Before we go any further, we shall address the ongoing lootbox saga of the Ultimate Team mode: packs that cost real money for a very slim chance at getting a good player. In two documents obtained by CBC News, EA says that “FUT is the cornerstone and we are doing everything we can to drive players there”. In some respect, we aren’t surprised that the developers are pushing you to one of their biggest revenue drivers (a reported $1.6billion in 2021). They are a business after all.
We all know the issues with presenting what essentially amounts to gambling to young gamers. Some progress has been made by EA to eliminate some of the concerns around these packs: they have to tell you the percentage chance of you receiving a certain quality player, and we now get “preview packs” which show you what will be inside the pack before you buy.
However you feel about the issue, it’s unlikely to be removed from the mode until lawmakers figure out how to legislate for digital gambling. If you’re concerned about this for yourself or your own children though, you can lock your spending limit on your Xbox or PlayStation account, limiting your credit or debit card to stop purchases.
Career mode is always an interesting conundrum, as it’s a deeply satisfying game mode to play, but hasn’t ever got significant changes through the years. The inclusion of the rights of the Champions League adds a fun new twist to your season, but it remains largely the same.
Pro Clubs, however, got some attention with the inclusion of perks and a levelling system. The more you play with friends online, the more experience you get to spend on abilities or stat improvements. This can range from faster acceleration to more powerful headers, but now you can actually specialise at a certain aspect of the game.

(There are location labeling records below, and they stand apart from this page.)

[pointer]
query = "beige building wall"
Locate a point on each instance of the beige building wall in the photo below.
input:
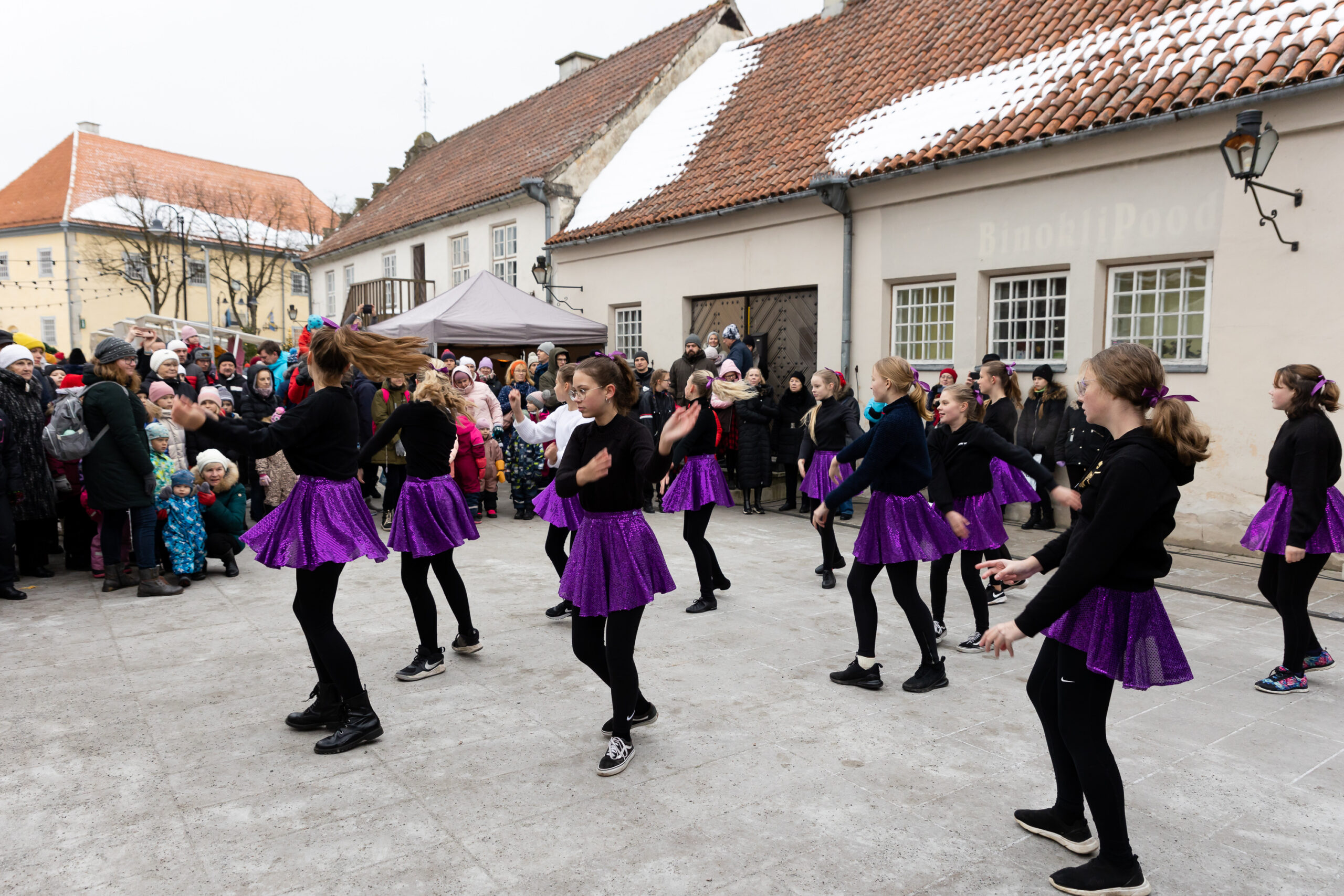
(1079, 210)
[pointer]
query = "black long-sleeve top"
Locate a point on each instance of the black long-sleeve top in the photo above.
(838, 422)
(961, 464)
(894, 452)
(1129, 508)
(1306, 458)
(319, 436)
(428, 436)
(635, 461)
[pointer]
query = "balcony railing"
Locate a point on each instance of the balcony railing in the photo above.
(389, 296)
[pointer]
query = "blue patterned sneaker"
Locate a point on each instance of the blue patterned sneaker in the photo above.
(1281, 681)
(1318, 661)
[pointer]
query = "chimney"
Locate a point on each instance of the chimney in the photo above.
(575, 62)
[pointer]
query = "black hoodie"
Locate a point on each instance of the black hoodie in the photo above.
(1129, 508)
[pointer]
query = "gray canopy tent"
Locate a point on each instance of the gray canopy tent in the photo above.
(484, 316)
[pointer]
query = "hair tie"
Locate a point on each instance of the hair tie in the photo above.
(1158, 395)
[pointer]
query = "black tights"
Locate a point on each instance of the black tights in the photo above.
(416, 581)
(1288, 586)
(694, 523)
(555, 547)
(606, 647)
(313, 599)
(970, 578)
(1072, 703)
(862, 575)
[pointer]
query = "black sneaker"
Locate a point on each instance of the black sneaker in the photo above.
(562, 610)
(426, 662)
(647, 718)
(927, 678)
(616, 758)
(460, 644)
(858, 676)
(1101, 878)
(1074, 836)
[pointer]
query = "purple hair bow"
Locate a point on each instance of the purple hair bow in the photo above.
(1152, 397)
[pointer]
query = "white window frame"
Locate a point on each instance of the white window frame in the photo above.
(915, 335)
(1160, 318)
(1022, 330)
(629, 330)
(460, 257)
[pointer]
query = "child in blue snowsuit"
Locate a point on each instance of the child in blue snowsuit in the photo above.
(185, 532)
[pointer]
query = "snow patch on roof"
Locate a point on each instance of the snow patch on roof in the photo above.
(666, 143)
(1215, 31)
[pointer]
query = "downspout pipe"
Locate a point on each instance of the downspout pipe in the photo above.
(835, 193)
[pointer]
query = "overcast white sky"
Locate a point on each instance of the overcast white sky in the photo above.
(326, 92)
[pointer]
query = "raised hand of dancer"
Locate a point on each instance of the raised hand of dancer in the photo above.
(1000, 637)
(594, 469)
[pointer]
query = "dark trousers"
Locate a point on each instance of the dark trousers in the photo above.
(1072, 703)
(970, 578)
(694, 523)
(315, 596)
(606, 647)
(416, 581)
(142, 536)
(904, 587)
(1288, 586)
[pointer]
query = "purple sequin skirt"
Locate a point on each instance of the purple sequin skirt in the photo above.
(563, 512)
(1011, 486)
(816, 483)
(322, 522)
(1127, 637)
(430, 518)
(984, 519)
(699, 483)
(616, 565)
(902, 529)
(1268, 531)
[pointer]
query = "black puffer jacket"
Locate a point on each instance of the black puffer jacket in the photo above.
(754, 417)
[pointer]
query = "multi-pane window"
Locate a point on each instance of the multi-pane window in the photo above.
(461, 251)
(629, 331)
(1163, 307)
(921, 321)
(506, 253)
(1027, 318)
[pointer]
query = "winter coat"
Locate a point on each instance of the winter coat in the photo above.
(20, 399)
(118, 472)
(386, 400)
(1038, 425)
(754, 417)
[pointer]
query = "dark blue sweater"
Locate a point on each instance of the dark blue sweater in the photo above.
(896, 456)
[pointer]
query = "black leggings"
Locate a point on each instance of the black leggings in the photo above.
(862, 575)
(694, 524)
(606, 647)
(555, 547)
(313, 599)
(1072, 703)
(416, 581)
(970, 578)
(1288, 586)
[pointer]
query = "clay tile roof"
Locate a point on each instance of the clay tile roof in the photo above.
(530, 139)
(894, 83)
(46, 194)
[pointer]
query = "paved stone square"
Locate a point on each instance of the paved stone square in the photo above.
(144, 747)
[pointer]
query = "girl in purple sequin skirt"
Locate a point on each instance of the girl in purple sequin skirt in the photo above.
(1303, 519)
(1101, 614)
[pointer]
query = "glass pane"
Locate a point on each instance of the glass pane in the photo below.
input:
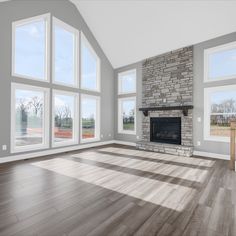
(63, 117)
(223, 102)
(220, 125)
(64, 56)
(128, 82)
(29, 107)
(88, 68)
(89, 110)
(128, 114)
(30, 49)
(222, 64)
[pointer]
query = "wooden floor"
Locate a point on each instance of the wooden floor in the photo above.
(116, 190)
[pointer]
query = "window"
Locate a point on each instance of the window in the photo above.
(65, 113)
(30, 48)
(220, 62)
(127, 115)
(29, 117)
(90, 67)
(127, 82)
(65, 54)
(90, 118)
(220, 109)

Collect enough abilities and you’ll become an aficionado in that type of gameplay, with enhanced stats for shooting for the strikers or a broader range of passes and flair for the playmakers.
You can also add perks that give you small stat boosts in-game. For example you can get one that increases your defensive stats in the final 15 minutes of a game, or give yourself a passing boost for the first 30 seconds after an assist. You can set up to three at any one time and it adds another layer of customisation that the Pro Clubs scene was missing.
Let’s face it, if you’re already well invested into the FIFA carousel, you’ll likely not need that much convincing to pick this one up. It’s basically everything you’ve loved for the past two decades with better graphics. Even if there’s not that much that’s actually new to get excited about, there really isn’t that much that needs fixing.
EA could spend its time building a fun RPG-esque single-player mode for casual It. They could create more fun ways to play online with your friends. But it hasn’t, and that’s ok. What we do get is the polished football simulation you’ve come to expect, and nothing more.
Crucially, this is also one of the best soundtracks of any recent FIFA, with some absolute bangers on rotation from the likes of CHVRCHES, Jungle and Sam Fender. Just sitting in the menu and having that playlist on rotation is a blessing.
FIFA 22 is available on Xbox and PlayStation consoles, as well as PC and the Nintendo Switch from October 1.